Tüprag’ın Kışladağ altın madenine İnay Köyü merasından su hattı geçirilmek isteniyordu. Bu alandan su geçirilmesi için, İnay Köyü merasının mera vasfı kendilerinden habersiz biçimde ortadan kaldırıldığı kararını sonradan öğrenmişlerdi. Su yolu için izin belgesi gösterilmesini istemişlerdi. Üç gün iş makinesini çalıştıramayan Tüprag şirketi, üçüncü gün Binbaşı Sedat Akyürek'in komutasındaki Jandarma kuvvetlerinin kendi yurttaşlarına karşı kazandığı zaferle su hattı kazılmaya başlanmıştı. Bu arada 12 köylü gözaltına alınmış, onlarca kadın ve erkek dipcik, tekme, yumruk darbelerine maruz kalmış ve yerde sürüklenmişti.



Beraat Kararı Köyde Sevinçle Karşılandı.



Meydana gelen olaylar sonunda, İnay Köylülerinden bazıları gözaltına alınmış ve haklarında ceza davası açılmıştı. Açılan davada; “çalışma özgürlüğünü bozmak, suç işlemeye tahrik, kamu görevini yaptırmamak için direnme, mala zarar verme, toplantı gösteri yasasına muhalefet” suçlamaları gündeme gelmişti. Bu iddialar doğrultusunda 2,5 yıldır yargılanan 34 kişi Ulubey Asliye Ceza mahkemesi kararı ile beraat etti.

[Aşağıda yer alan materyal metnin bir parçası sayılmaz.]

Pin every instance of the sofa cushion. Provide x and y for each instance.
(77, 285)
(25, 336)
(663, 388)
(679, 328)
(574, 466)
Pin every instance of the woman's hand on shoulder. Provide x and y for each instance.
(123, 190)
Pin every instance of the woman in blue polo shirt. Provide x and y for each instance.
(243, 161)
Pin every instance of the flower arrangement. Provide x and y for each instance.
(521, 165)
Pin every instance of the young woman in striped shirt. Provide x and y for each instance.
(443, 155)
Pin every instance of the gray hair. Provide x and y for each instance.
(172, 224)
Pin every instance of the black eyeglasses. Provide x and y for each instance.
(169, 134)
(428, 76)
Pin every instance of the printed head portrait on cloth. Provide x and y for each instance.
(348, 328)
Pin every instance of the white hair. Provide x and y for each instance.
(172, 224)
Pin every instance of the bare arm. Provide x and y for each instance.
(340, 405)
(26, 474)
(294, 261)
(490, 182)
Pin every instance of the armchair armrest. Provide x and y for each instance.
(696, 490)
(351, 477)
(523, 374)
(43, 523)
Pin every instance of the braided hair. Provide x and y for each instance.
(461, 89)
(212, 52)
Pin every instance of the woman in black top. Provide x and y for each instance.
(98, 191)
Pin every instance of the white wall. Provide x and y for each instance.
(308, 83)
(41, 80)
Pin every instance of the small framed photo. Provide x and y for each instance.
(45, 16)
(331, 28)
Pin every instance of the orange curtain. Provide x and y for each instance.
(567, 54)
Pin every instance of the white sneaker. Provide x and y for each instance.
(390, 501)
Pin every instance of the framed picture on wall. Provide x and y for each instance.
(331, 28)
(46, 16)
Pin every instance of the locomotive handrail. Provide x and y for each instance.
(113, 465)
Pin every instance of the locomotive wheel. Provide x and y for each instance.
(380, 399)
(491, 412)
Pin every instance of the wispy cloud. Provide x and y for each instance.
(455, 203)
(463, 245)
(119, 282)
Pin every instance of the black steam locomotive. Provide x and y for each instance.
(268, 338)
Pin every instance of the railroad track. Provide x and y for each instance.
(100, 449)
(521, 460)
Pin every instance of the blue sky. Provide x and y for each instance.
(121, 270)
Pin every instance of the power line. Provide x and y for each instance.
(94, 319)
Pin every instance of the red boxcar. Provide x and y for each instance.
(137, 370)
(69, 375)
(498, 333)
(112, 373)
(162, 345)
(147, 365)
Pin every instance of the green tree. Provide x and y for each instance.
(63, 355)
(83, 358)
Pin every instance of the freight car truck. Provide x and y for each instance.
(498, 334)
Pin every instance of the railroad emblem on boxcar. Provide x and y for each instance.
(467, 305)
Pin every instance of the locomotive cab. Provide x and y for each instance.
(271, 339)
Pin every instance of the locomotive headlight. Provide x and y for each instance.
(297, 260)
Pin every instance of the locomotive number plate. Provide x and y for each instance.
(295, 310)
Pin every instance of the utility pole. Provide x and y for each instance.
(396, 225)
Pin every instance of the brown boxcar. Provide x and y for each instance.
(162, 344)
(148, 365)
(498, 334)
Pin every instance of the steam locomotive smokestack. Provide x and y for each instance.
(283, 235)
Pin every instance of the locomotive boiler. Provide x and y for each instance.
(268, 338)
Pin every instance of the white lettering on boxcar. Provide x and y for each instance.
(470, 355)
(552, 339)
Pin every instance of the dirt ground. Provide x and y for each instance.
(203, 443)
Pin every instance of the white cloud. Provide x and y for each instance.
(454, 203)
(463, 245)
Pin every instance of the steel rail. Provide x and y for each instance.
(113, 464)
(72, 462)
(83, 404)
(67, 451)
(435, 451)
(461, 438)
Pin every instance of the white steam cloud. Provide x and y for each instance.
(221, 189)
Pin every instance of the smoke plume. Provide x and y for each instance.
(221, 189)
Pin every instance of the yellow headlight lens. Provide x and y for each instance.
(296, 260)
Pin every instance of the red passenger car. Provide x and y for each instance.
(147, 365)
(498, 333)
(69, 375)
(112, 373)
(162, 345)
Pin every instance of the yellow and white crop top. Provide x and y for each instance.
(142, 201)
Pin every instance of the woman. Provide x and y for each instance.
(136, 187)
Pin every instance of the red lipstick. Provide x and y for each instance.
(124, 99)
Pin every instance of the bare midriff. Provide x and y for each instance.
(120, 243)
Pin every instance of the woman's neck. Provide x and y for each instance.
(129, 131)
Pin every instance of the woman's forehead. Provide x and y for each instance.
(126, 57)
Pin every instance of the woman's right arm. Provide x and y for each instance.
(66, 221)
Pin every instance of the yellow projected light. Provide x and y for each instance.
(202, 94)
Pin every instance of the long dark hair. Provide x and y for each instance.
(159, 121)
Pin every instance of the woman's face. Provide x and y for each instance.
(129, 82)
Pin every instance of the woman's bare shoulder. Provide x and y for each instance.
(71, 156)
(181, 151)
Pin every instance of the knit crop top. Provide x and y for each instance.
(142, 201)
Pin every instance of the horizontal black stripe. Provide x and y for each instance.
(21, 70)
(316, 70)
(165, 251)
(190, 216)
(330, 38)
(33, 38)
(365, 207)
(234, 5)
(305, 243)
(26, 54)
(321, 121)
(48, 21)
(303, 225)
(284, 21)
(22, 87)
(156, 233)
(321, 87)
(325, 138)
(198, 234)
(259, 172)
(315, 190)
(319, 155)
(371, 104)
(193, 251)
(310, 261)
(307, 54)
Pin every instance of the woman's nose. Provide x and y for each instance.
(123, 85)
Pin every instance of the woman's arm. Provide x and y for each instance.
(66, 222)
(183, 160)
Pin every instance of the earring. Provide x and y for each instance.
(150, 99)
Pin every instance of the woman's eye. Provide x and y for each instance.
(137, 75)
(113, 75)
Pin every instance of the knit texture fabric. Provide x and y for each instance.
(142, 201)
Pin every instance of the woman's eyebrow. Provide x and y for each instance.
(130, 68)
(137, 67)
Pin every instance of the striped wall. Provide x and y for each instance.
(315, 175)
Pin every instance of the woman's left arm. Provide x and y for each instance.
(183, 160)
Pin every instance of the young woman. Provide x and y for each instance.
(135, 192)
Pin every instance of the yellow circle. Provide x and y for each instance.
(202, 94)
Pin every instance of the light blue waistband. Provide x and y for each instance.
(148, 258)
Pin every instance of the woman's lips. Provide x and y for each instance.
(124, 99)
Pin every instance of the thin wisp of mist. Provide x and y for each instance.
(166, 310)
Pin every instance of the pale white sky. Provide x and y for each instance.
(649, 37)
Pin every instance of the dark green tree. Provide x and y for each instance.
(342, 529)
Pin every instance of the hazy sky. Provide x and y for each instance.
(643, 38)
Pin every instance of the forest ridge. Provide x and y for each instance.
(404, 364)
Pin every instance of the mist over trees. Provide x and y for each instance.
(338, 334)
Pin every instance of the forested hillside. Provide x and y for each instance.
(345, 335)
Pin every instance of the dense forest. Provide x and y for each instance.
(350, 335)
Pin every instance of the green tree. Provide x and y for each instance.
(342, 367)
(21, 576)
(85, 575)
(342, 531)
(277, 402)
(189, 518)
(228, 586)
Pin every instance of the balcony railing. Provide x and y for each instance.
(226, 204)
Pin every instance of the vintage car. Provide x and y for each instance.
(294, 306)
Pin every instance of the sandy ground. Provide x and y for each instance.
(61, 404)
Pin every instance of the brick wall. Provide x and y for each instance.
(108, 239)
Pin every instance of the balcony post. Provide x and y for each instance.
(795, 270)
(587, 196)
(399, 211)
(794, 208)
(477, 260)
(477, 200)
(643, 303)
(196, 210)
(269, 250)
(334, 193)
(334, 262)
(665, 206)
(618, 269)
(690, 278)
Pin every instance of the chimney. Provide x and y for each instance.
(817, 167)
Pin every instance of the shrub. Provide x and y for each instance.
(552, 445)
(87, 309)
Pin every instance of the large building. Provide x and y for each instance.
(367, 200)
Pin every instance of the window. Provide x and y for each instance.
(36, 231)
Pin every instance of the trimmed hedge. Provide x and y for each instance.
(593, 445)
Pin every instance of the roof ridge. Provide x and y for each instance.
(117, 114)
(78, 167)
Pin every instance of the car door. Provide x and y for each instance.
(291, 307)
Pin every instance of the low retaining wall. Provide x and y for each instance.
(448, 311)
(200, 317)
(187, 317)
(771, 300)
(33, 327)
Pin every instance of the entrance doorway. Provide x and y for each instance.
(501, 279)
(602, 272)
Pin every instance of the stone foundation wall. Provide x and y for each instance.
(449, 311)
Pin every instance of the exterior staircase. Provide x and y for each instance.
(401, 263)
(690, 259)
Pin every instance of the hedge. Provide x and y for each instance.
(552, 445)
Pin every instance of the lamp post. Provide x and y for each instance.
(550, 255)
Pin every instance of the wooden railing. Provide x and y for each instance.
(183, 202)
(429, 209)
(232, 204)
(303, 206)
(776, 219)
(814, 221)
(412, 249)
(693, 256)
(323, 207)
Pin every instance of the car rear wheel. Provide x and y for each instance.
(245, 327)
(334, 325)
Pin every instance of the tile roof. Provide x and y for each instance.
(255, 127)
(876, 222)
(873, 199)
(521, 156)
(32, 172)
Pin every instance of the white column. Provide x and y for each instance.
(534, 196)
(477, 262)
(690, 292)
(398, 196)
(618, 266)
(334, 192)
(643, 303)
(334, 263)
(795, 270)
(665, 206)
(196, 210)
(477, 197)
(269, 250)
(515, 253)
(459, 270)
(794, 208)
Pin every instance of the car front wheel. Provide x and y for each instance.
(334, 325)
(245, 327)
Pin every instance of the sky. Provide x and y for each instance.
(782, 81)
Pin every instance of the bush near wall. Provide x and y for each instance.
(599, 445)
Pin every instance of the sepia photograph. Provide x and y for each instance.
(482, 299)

Aralarında o gün olay yerinde olmayan kişilerin de bulunduğu ve özensiz biçimde açılan bir davaydı. İnaylıların direncini kırmak amacıyla açılan dava; 22 Nisan 2008 günü davaya bakan Ulubey Asliye Ceza Mahkemesi’nin (2005/68 E) tüm sanıkların BERAATİNE karar vermesi ile sona erdi. Bu karara İnay Köylüleri başta olmak üzere tüm çevreciler çok sevindi. Köyde bayram havası esiyor.




“Yetkililerinin Madencileri Kollamasına İsyan Ediyoruz”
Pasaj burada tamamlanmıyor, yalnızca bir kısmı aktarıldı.